To: None <lclee@lightside.com>
From: der Mouse <mouse@Collatz.McRCIM.McGill.EDU>
List: netbsd-bugs
Date: 12/17/1994 11:18:53
>>> In 4.4-Lite, symlinks appear to have the inode number and time
>>> stamps of the directory they're in.
>> The idea, from my (minimal) understanding of it, is that symlinks
>> may become non-inode entities, and that this is preparatory to that.
> I haven't heard this.  Where is the symlink information going to go,
> to the directories themselves?

So I assume, since I can't think of anywhere else to put it.  Symlinks
would (presumably) become a new sort of directory entry, one that holds
a link-to string instead of an inumber.

This actually makes a bit of sense.  Symlinks currently tend to waste
an enormous proportion of the disk space they occupy, since any symlink
takes at least one inode and (excluding links to zero-length strings)
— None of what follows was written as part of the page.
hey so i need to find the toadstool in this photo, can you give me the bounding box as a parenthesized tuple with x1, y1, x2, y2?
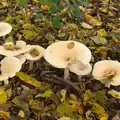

at least one frag to hold the link-to string.  For typical symlinks, at
least 80-90% of the space used is wasted, even if you ignore the inode
itself (the typical filesystem has far more inodes than it is ever
going to use, so the inode can be thought of as free).  "Fast"
symlinks, where the link-to string is stored right in the inode,
alleviate this to some extent, but only for link-to strings under
(typically) 60 bytes.  Moving them right into the directory entry would
be worthwhile, even when you take into account the need for some
indication of whether a given directory entry is a symlink or an inode.